Unfortunately, Adler's self-identifying as gay is completely forgotten when Holmes enters her life. 'Brainy is the new sexy', she declares, and Holmes is able to beat her based on the fact that he deduces she is 'in love' with him because her heart rate increased when their hands touched and her pupils dilated when they were close. The issue here is not so much that lust and love are confused in a blatant display of ignoring basic biology, but rather that a presumably lesbian character has fallen in love with a man. Of course, I am not denying the fact that sexuality works very differently for each person and that it is fluid and subject to change: the problem with Adler falling head over heels for Holmes is the fact that she, as a queer woman, falls prey to erasure like so many before her. Up to this point, her sexuality was not the primary defining point of her character.

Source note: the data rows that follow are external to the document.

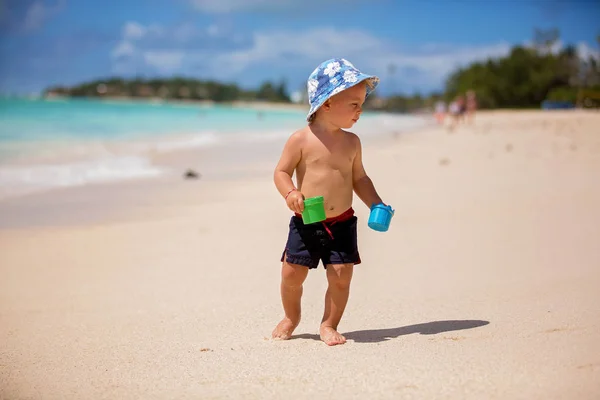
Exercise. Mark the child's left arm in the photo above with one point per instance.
(362, 184)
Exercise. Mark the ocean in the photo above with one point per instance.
(52, 143)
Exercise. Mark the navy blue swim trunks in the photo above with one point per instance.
(333, 241)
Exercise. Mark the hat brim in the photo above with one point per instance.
(372, 83)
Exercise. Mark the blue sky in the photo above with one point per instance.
(51, 42)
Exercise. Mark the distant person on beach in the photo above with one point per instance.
(440, 112)
(327, 161)
(471, 106)
(457, 110)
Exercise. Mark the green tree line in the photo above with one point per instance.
(173, 88)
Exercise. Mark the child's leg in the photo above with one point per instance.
(336, 298)
(292, 278)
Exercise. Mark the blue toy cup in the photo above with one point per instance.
(380, 217)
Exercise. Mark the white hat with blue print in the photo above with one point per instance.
(330, 78)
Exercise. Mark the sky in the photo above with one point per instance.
(66, 42)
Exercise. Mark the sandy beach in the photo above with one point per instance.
(486, 286)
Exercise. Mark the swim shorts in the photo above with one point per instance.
(333, 241)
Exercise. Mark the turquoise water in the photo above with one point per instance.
(47, 120)
(45, 144)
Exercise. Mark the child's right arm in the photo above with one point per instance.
(290, 157)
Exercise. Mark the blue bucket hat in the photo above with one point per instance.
(330, 78)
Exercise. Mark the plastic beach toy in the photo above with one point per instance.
(314, 210)
(380, 217)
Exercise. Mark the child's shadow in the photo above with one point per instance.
(428, 328)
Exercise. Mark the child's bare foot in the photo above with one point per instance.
(284, 329)
(330, 336)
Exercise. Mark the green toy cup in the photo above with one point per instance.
(314, 210)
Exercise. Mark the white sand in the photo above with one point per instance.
(485, 287)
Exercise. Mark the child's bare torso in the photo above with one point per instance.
(325, 169)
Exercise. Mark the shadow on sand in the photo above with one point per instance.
(428, 328)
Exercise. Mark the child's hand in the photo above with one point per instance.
(295, 201)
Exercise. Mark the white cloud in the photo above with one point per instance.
(39, 12)
(123, 49)
(164, 61)
(228, 6)
(133, 30)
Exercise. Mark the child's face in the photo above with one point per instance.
(344, 108)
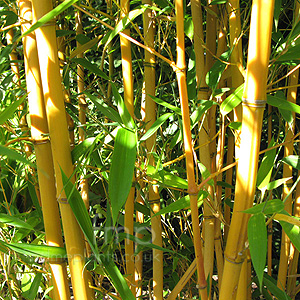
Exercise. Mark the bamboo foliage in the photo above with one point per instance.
(54, 101)
(39, 129)
(175, 121)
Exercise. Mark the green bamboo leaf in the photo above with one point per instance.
(232, 101)
(83, 48)
(14, 221)
(182, 203)
(215, 73)
(272, 287)
(144, 244)
(267, 208)
(235, 125)
(265, 169)
(10, 110)
(34, 287)
(116, 277)
(215, 2)
(199, 111)
(36, 250)
(276, 183)
(279, 103)
(166, 178)
(257, 237)
(50, 15)
(13, 155)
(166, 104)
(121, 170)
(123, 111)
(292, 231)
(79, 210)
(93, 68)
(293, 161)
(104, 108)
(155, 126)
(123, 24)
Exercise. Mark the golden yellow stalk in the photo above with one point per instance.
(192, 186)
(287, 172)
(129, 102)
(58, 129)
(253, 108)
(39, 129)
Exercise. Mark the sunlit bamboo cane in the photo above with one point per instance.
(39, 129)
(129, 102)
(253, 108)
(56, 116)
(192, 186)
(288, 172)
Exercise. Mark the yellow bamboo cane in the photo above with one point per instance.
(56, 116)
(129, 102)
(287, 172)
(39, 129)
(192, 186)
(253, 107)
(150, 117)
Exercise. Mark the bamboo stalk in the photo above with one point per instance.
(285, 254)
(192, 186)
(45, 169)
(253, 108)
(150, 117)
(56, 116)
(129, 102)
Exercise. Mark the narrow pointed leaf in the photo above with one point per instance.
(269, 207)
(293, 161)
(277, 102)
(121, 171)
(105, 109)
(79, 210)
(10, 110)
(50, 15)
(166, 178)
(257, 236)
(123, 111)
(232, 101)
(166, 104)
(276, 183)
(36, 250)
(14, 221)
(14, 155)
(265, 169)
(272, 287)
(182, 203)
(93, 68)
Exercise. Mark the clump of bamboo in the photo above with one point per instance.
(129, 102)
(192, 186)
(39, 131)
(253, 107)
(58, 129)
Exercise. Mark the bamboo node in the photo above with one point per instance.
(239, 260)
(153, 201)
(62, 200)
(254, 103)
(50, 23)
(41, 141)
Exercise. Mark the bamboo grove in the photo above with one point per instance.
(149, 149)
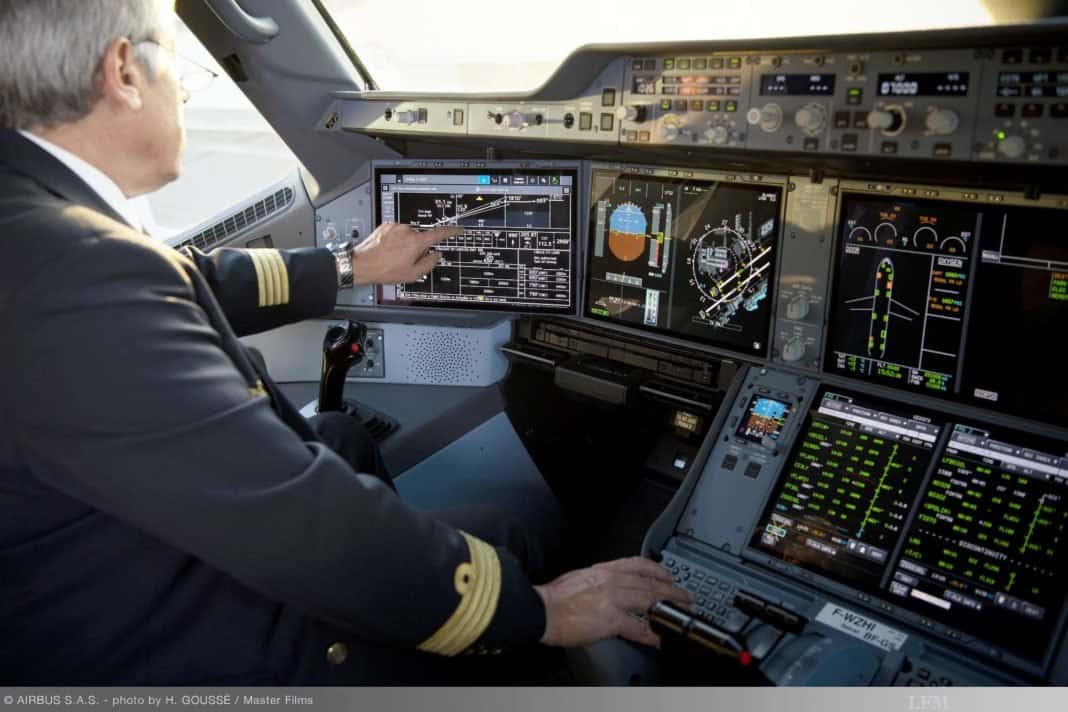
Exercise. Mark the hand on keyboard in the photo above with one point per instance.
(591, 604)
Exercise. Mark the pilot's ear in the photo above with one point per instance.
(123, 76)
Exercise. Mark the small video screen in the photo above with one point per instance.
(693, 258)
(842, 501)
(518, 249)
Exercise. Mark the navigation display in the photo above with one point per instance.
(901, 288)
(986, 550)
(845, 493)
(518, 248)
(688, 257)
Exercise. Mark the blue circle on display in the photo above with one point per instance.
(628, 218)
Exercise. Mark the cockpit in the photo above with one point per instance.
(770, 296)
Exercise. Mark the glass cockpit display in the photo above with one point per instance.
(985, 551)
(518, 248)
(845, 493)
(904, 279)
(690, 257)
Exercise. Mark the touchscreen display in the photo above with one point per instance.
(518, 247)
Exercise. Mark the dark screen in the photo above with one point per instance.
(1014, 361)
(694, 258)
(843, 497)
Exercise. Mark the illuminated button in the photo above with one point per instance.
(1004, 110)
(1012, 57)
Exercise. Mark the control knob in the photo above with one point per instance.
(942, 122)
(1011, 146)
(717, 135)
(769, 119)
(811, 119)
(635, 113)
(890, 121)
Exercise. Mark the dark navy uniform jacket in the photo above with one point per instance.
(166, 515)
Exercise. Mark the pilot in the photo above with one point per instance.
(166, 516)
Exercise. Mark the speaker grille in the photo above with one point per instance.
(226, 228)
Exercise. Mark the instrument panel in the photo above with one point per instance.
(986, 103)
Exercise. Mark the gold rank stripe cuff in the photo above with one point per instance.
(478, 584)
(272, 278)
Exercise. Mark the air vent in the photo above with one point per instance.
(224, 230)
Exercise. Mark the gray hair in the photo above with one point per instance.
(51, 52)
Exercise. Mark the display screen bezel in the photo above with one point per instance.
(572, 170)
(668, 173)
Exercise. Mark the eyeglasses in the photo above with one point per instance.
(192, 76)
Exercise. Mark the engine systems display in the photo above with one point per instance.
(518, 247)
(900, 299)
(690, 257)
(846, 491)
(985, 552)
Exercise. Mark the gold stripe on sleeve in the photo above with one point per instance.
(478, 584)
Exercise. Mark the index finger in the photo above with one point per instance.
(435, 235)
(642, 567)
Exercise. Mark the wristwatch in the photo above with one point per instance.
(343, 255)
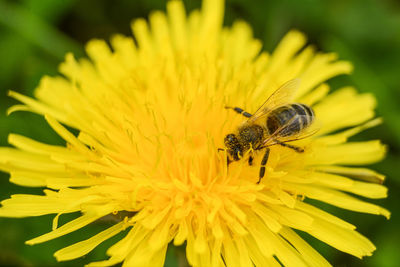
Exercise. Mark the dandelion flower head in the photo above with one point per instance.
(150, 115)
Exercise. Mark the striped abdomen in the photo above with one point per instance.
(290, 119)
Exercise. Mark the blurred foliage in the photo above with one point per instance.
(36, 34)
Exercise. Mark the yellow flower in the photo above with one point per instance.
(151, 117)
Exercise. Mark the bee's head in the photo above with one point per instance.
(234, 148)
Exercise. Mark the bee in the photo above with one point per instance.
(276, 122)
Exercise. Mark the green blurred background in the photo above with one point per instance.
(36, 34)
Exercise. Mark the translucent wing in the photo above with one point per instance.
(281, 96)
(288, 133)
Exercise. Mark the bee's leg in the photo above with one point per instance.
(240, 111)
(251, 160)
(295, 148)
(263, 163)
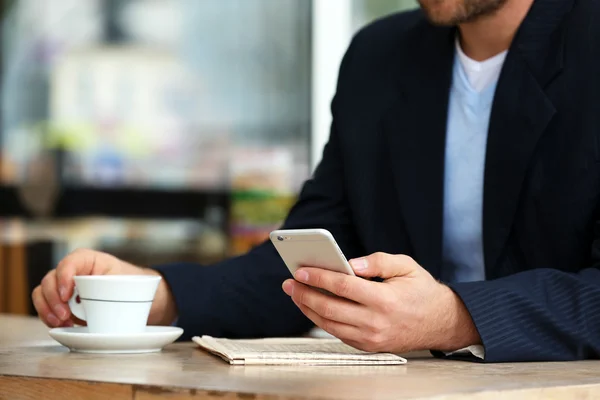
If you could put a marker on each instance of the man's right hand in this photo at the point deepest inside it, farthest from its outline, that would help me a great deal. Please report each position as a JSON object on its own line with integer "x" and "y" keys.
{"x": 51, "y": 297}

It goes further downhill from there: the viewer finds out that Adler's intellect and resourcefulness are not her own. She was helped by Jim Moriarty all along, and the narrative once again becomes the traditional Moffat story of women not being able to succeed independently. The point is rammed home at the end of the episode - a weeping, bound Adler (reminiscent of the one in Sherlock Holmes) is saved from death by the heroic Holmes.

The message is clear: women cannot fight their own battles. They will always need a man to save them in the end, either from an outward threat, or from their own misguided sexuality. Adler in A Scandal in Belgravia had a lot of potential to be the best Irene Adler since 1891. She was independent, her sexuality was not her sole defining feature or primary weapon, and she outsmarted Holmes. And then, with a penstroke and a camera tilt, she was lying in Holmes's bed, a crying mess, she had let her emotions play her for a fool (the password to her phone was made to read 'I am Sherlocked', which, all previous things considered, could not be meant in an ironic manner), she was the pawn of Moriarty, and she had to be rescued by a strong, brainy masculine presence.

This starts out as a kind of Irene Adler that Conan Doyle wrote, and ends a twisted caricature of the fantastic, clever person from A Scandal in Bohemia. Has Steven Moffat finally succumbed to a bad case of George Lucas syndrome? And can female characters, queer or otherwise, hope for a good portrayal on the BBC if one of their most prominent writers has them put in the place he wants them, subordinate to men?